The underline is this: Jakarta is just too fucking big.


Taking it from the population’s perspective only, if we brought everyone in Saudi into an area size as big as Jeddah, Makkah and Medina combined, then we might have one Jakarta. 

[Hypothesis A]:

Say that somebody blew up the NCB building in Balad. How much would that effect the day-to-day mechanisms in the Holy Mosques, in your mama’s kitchen, in Elena’s kindergarten?

[Hypothesis B]:

Say that the entire South side of Jeddah was submerged in flash floods. How much would it give effect on the people in the North, in Basateen, Naeem and airport districts? 

The answer to both hypothetical questions? Not much.


Taking today’s attacks in Jakarta in allegorical comparison. 

On one side, it’s sore. Sarinah is a cultural home for a lot of Jakartans. Just like Balad is a cultural home for the Jeddawis. That a bunch of fools thought they could trample around the place like that, deserves at least a breath of earnest cussing.

Once that part is done and over with, we take a step back a look at it from a wider perspective. How big is the damage, really?

Sarinah’s incident doesn’t reach Cideng, Tanah Abang, or Palmerah. It doesn’t reach Blok M, TIM, Kelapa Gading, Senayan, Kota Tua or Tanjung Priuk. Each of those districts is a Sarinah by its own right. Every square meter of Jakarta is covered with so much life that it’d take a global monetary crisis to force her to a stop.

Say that a terrorist attack causes worse traffic jams than the usual. So, would it be like the traffic jams in 2007 or in 2012? 
    1. Would it mean that commuters would reach home closer to midnight or the wee hours of the next morning.
    2. But if the terrorist attacks were combined with rain AND the approach Azan Maghrib on a Ramadhan day, THEN it would cause a serious traffic lock down.
    3. A traffic jam that would last so long that the people would leave their cars to walk to nearby convenience stores to by adult diapers and bottled waters. And sit back in their cars.
    4. Or, peddlers would notice the demand, stock up in bulk, then offer bottled water and adult diapers on foot to the drivers stuck in those cars.
My point is, it would take a lot more than a ten, twenty or a hundred terrorists to cause a serious hiccup in Jakarta.


Which brings me to this nagging question: What are those idiots thinking?

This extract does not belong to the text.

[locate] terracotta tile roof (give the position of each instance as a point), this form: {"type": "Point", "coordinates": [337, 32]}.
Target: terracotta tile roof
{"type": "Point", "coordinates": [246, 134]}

Who manages and leads these terrorist attacks? What level of education has he gotten? If they’re so effective at being leaders, why couldn’t they think of a better plan? If the plan was to scare the people of Jakarta, then it’s not working. If the plan was to cause a systematic imbalance, then it’s not working. It wouldn’t work with the size of Jakarta, the size of Indonesia.

And the drones who follow them, how could they entrust their lives on leaders with chronic shortsightedness?

Unless stupidity really is that prevalent and there’s no way to cope with it but with a personal moment of dedicated facepalm. “Guoblognyaaa manusia…”


I'm abusing my conveniences. 

I've never been a terrorist, so I can't really offer insight to how it feels to being one. But I can relate to how it feels to be misunderstood. And I'd love if anyone could shed a light on the inner tick-tocks of a man who thinks that he can cause a glitch in a town as gargantuan as the Big Duren. Seriously. Comments box is yours to fill.